As a man who is not Henry Cavill, I am almost never unwillingly objectified. It has happened so few times that each incident is unpleasantly memorable. The time a stranger’s hand found its way onto my upper thigh whilst I was sitting reading a novel at a bar, the time a group of older women conducted a conversation about my looks in front of me as I grinned and felt a little sick, these are rare moments when a man might gain a small insight into the sharp end of the unwanted attention women receive. This unwanted attention is documented compellingly in this video for the #shoutingback campaign.
We continue to struggle with a coherent answer to what a liberal society considers harmful and exploitative, when contrasted with healthy and robust arguments for a permissive approach to the celebration of the human form. One man’s compliment is another woman’s unwanted harassment. One commentator’s natural gravitas is a reader’s health warning. The outcome of our negotiations is unlikely to be dictated by the human frailties of the most scarred veterans of the intersectionality wars, nor by scholars of the Karl Lagerfeld school of indomitable arrogance. In conducting these negotiations men would do well to accept their relative lack of exposure to the downsides.

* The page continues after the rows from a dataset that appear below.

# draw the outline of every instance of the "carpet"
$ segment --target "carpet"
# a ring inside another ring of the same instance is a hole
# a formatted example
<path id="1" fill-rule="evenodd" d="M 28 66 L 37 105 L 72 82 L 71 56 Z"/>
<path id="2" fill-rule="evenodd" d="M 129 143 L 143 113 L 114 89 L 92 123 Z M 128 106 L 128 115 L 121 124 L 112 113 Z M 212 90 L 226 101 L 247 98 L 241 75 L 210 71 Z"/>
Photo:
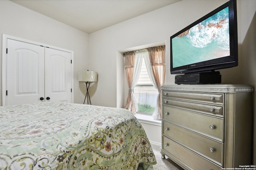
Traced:
<path id="1" fill-rule="evenodd" d="M 165 156 L 166 159 L 162 159 L 161 158 L 162 156 L 160 152 L 161 146 L 153 144 L 151 144 L 151 145 L 156 157 L 157 164 L 156 165 L 150 166 L 148 170 L 184 170 L 183 168 L 166 156 Z M 142 167 L 139 167 L 138 170 L 143 170 L 143 168 Z"/>

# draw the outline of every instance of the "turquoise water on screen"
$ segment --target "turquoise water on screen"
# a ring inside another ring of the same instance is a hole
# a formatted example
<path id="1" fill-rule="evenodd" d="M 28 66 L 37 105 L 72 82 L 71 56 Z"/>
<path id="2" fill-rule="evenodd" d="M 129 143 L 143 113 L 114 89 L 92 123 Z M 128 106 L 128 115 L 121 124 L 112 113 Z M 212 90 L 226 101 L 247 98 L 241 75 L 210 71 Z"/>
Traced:
<path id="1" fill-rule="evenodd" d="M 228 7 L 172 41 L 174 68 L 229 56 Z"/>

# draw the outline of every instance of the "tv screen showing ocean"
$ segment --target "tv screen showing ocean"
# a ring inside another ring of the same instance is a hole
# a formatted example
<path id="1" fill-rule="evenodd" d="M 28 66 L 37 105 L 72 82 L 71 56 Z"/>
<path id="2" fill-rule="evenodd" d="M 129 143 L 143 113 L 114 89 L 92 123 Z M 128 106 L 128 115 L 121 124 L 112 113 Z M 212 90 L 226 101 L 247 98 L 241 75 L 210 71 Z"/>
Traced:
<path id="1" fill-rule="evenodd" d="M 176 68 L 230 55 L 228 7 L 172 39 Z"/>

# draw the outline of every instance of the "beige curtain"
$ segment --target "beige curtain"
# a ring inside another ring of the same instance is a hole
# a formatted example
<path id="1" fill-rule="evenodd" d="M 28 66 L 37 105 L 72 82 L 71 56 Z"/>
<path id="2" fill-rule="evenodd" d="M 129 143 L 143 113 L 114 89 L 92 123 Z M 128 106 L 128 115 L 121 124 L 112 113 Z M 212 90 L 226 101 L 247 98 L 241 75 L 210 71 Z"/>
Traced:
<path id="1" fill-rule="evenodd" d="M 129 87 L 129 94 L 124 108 L 130 110 L 134 113 L 136 111 L 136 103 L 134 102 L 133 89 L 132 88 L 133 77 L 134 67 L 135 61 L 135 53 L 130 51 L 124 53 L 124 67 L 126 74 L 126 78 Z"/>
<path id="2" fill-rule="evenodd" d="M 148 49 L 150 64 L 158 92 L 156 109 L 153 115 L 155 119 L 161 119 L 162 113 L 161 86 L 164 84 L 165 77 L 165 46 Z"/>

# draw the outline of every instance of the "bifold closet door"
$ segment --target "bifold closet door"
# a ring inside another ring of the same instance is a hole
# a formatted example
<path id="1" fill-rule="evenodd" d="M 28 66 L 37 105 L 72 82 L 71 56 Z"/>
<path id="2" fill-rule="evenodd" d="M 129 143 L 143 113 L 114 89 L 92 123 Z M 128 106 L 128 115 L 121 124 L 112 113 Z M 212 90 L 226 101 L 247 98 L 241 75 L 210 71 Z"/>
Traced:
<path id="1" fill-rule="evenodd" d="M 6 105 L 71 102 L 71 53 L 8 39 Z"/>
<path id="2" fill-rule="evenodd" d="M 44 98 L 44 47 L 10 39 L 7 47 L 7 105 L 40 102 Z"/>
<path id="3" fill-rule="evenodd" d="M 45 98 L 71 102 L 71 54 L 45 48 Z"/>

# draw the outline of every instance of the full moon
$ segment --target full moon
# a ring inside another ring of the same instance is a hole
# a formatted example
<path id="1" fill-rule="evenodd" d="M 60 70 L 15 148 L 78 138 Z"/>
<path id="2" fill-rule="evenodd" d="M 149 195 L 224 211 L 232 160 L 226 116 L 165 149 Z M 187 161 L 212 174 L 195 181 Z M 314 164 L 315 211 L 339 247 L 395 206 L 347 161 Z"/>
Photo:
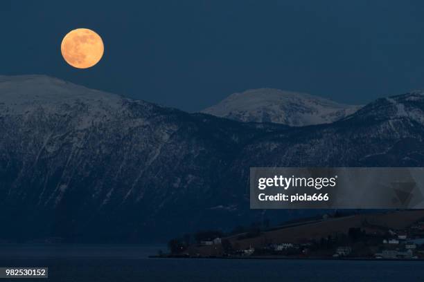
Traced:
<path id="1" fill-rule="evenodd" d="M 78 68 L 87 68 L 98 63 L 105 46 L 102 38 L 87 28 L 78 28 L 65 35 L 60 46 L 67 63 Z"/>

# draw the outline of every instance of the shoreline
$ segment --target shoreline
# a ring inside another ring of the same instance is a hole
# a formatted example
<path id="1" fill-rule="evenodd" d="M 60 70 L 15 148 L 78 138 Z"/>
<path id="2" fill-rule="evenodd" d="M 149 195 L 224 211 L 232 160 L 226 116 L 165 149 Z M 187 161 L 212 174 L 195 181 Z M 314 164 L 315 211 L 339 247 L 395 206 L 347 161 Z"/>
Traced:
<path id="1" fill-rule="evenodd" d="M 423 261 L 424 258 L 330 258 L 330 257 L 299 257 L 283 256 L 184 256 L 184 255 L 152 255 L 149 258 L 202 258 L 202 259 L 270 259 L 270 260 L 305 260 L 305 261 Z"/>

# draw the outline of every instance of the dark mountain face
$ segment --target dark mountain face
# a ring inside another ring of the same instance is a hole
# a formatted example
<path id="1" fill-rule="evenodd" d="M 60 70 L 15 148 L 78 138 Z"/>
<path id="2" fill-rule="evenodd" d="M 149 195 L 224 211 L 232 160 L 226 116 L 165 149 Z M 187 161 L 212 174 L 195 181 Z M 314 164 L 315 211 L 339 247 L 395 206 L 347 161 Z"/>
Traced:
<path id="1" fill-rule="evenodd" d="M 138 241 L 280 222 L 302 212 L 250 211 L 249 167 L 422 166 L 423 100 L 382 99 L 290 128 L 0 77 L 1 237 Z"/>

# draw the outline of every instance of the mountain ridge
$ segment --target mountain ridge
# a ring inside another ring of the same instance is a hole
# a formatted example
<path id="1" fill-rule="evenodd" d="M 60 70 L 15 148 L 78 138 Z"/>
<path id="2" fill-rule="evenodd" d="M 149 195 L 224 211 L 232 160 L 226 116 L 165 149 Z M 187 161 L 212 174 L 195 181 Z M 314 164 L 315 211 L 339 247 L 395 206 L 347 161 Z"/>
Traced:
<path id="1" fill-rule="evenodd" d="M 6 239 L 152 241 L 282 221 L 317 212 L 250 210 L 249 167 L 424 165 L 424 101 L 416 93 L 378 100 L 331 124 L 290 127 L 122 97 L 113 106 L 76 99 L 21 111 L 2 100 L 1 89 Z"/>
<path id="2" fill-rule="evenodd" d="M 302 126 L 331 123 L 361 106 L 339 104 L 310 94 L 264 88 L 231 94 L 202 112 L 240 122 Z"/>

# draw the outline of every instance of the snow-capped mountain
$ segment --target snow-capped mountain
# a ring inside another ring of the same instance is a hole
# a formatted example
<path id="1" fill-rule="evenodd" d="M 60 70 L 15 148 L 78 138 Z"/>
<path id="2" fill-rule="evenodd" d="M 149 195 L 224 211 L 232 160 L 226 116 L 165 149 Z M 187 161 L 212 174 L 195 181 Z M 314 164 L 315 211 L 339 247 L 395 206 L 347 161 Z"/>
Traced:
<path id="1" fill-rule="evenodd" d="M 46 76 L 0 78 L 0 238 L 165 240 L 250 210 L 251 167 L 422 167 L 424 95 L 289 127 L 189 114 Z"/>
<path id="2" fill-rule="evenodd" d="M 240 122 L 302 126 L 331 123 L 360 108 L 309 94 L 260 88 L 232 94 L 202 113 Z"/>

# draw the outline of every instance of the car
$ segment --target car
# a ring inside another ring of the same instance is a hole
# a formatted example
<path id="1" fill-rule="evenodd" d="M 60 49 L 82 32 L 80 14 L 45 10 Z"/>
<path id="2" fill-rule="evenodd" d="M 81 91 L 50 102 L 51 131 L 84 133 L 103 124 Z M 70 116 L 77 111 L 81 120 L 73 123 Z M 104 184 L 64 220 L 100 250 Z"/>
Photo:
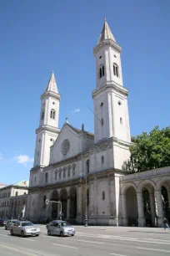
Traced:
<path id="1" fill-rule="evenodd" d="M 8 218 L 0 218 L 0 226 L 4 227 L 7 221 L 8 221 Z"/>
<path id="2" fill-rule="evenodd" d="M 54 220 L 50 222 L 47 226 L 48 235 L 74 236 L 75 228 L 68 222 L 62 220 Z"/>
<path id="3" fill-rule="evenodd" d="M 14 224 L 15 223 L 19 222 L 18 219 L 8 219 L 5 223 L 5 230 L 9 229 L 11 225 Z"/>
<path id="4" fill-rule="evenodd" d="M 21 235 L 22 238 L 26 236 L 39 236 L 40 228 L 36 227 L 32 223 L 28 221 L 17 222 L 10 227 L 11 235 Z"/>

Whatever the future holds, it had better not involve women publicly commenting upon my looks, or doing any of the sorts of things that men are now routinely doing to women. Only in such a fresh hell might men fully appreciate the force and purpose of campaigns like the one against the Sun’s page three. Watching women talk about their experiences for the #shoutingback campaign, it is impossible to ignore the disparity between my experience and those of women who have suffered the inhibiting attentions of men treating women as objects. Our own comparable experiences are disquieting, but infrequent. Until the verandah above the toyshop becomes next season’s sexiest physical feature, I and millions of others like me will remain immune to the problems caused by objectification. Call it a gut instinct, but I suspect this skews both male perception of the problems, and the debate itself.